NameError: name 'latitude' is not defined

In [36]:
# save the map as HTML file
map_clusters.save('map_clusters.html')

Let's examine clustering

Cluster 0.

In [37]:
nn_merged.loc[nn_merged['Cluster Labels'] == 0]

Unnamed: 0,Neighborhood,Supermarket,Cluster Labels,Latitude,Longitude
4,Nizhegorodsky District,0.01,0,56.32324,44.03143
7,Sovetsky District,0.018182,0,56.30964,44.02209


Cluster 1.

In [38]:
nn_merged.loc[nn_merged['Cluster Labels'] == 1]

Unnamed: 0,Neighborhood,Supermarket,Cluster Labels,Latitude,Longitude
0,Avtozavodsky District,0.095238,1,56.24613,43.85072
2,Leninsky District,0.083333,1,56.27573,43.92093
3,Moskovsky District,0.089286,1,56.33635,43.84272
5,Prioksky District,0.088889,1,56.24166,43.97934
6,Sormovsky District,0.09434,1,56.3646,43.81774


Cluster 2.

In [39]:
nn_merged.loc[nn_merged['Cluster Labels'] == 2]

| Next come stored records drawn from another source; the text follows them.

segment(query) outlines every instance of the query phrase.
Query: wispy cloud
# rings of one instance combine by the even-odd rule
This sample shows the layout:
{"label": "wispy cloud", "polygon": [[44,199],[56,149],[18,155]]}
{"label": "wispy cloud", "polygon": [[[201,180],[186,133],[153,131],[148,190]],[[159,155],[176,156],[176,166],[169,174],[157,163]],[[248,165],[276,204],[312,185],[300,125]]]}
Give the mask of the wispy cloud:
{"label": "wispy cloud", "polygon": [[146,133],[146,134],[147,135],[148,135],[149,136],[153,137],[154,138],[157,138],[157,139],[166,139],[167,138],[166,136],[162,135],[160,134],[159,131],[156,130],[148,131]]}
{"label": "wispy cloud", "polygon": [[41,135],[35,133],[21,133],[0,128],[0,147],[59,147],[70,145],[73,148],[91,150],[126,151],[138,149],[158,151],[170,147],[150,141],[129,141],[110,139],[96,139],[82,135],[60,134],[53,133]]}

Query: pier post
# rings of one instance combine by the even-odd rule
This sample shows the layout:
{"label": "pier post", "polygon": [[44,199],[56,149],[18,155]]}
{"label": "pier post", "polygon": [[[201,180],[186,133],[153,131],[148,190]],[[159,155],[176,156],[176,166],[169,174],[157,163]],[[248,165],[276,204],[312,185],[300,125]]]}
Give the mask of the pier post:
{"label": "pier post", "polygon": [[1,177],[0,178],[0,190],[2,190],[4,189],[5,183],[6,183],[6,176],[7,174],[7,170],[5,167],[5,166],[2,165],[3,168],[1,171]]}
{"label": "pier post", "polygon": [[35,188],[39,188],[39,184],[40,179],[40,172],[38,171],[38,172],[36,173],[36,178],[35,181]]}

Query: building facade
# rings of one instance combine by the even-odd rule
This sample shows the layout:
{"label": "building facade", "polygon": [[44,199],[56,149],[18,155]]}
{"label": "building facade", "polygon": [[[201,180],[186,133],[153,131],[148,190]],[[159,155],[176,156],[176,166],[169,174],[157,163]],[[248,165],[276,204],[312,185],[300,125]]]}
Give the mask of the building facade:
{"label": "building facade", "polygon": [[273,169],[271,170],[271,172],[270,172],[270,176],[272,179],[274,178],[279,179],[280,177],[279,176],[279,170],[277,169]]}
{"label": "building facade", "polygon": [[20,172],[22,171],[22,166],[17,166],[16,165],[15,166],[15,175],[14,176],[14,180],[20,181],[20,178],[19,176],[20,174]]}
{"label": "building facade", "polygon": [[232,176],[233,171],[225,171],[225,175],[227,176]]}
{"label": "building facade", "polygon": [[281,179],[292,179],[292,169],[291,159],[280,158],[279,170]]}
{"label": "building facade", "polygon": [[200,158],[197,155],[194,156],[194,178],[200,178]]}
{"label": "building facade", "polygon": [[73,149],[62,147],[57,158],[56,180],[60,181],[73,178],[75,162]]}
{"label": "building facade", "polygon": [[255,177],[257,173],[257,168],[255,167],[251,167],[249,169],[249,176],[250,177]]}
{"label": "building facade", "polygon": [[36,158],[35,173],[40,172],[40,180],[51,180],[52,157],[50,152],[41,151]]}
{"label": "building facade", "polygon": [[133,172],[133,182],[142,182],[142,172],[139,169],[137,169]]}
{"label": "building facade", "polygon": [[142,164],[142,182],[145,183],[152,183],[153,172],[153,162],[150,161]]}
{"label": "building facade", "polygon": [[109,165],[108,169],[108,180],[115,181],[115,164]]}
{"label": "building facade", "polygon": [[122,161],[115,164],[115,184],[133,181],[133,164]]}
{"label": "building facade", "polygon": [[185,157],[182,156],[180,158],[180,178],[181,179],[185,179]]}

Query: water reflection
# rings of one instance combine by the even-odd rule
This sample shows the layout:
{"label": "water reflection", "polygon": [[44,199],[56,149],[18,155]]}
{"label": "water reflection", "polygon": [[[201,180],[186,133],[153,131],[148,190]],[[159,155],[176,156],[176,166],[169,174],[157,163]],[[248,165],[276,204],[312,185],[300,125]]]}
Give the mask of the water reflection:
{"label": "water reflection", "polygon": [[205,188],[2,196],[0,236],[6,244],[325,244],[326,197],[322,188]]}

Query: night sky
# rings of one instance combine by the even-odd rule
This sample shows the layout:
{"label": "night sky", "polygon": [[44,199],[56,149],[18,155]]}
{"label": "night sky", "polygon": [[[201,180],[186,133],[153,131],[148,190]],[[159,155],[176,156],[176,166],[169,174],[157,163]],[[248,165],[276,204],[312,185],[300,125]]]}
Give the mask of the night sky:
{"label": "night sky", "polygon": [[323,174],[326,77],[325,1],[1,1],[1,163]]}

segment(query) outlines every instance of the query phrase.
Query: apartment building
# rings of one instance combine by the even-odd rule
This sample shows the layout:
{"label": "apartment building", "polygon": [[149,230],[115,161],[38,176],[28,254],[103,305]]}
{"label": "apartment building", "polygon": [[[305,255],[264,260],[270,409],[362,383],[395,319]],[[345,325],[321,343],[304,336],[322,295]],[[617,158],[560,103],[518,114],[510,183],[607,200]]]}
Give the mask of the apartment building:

Unnamed: 0,Neighborhood,Supermarket,Cluster Labels,Latitude,Longitude
1,Kanavinsky District,0.03,2,56.32359,43.95218


### 4. Conclusion

Most supermarkets are concentrated in Districts for living, not in the center. Fewer supermarkets are in Nizhegorodsky and Sovetsky Districts. Nizhegorodsky District is cultural and business center. It is not available many squares for building and all available squares are expensive. 
And Sovetsky District is also district for living near with center. There are not many supermarkets. Available land is not expensive. 
So it will be a good choice Sovetsky District for building a new Supermarket and potentially profitable.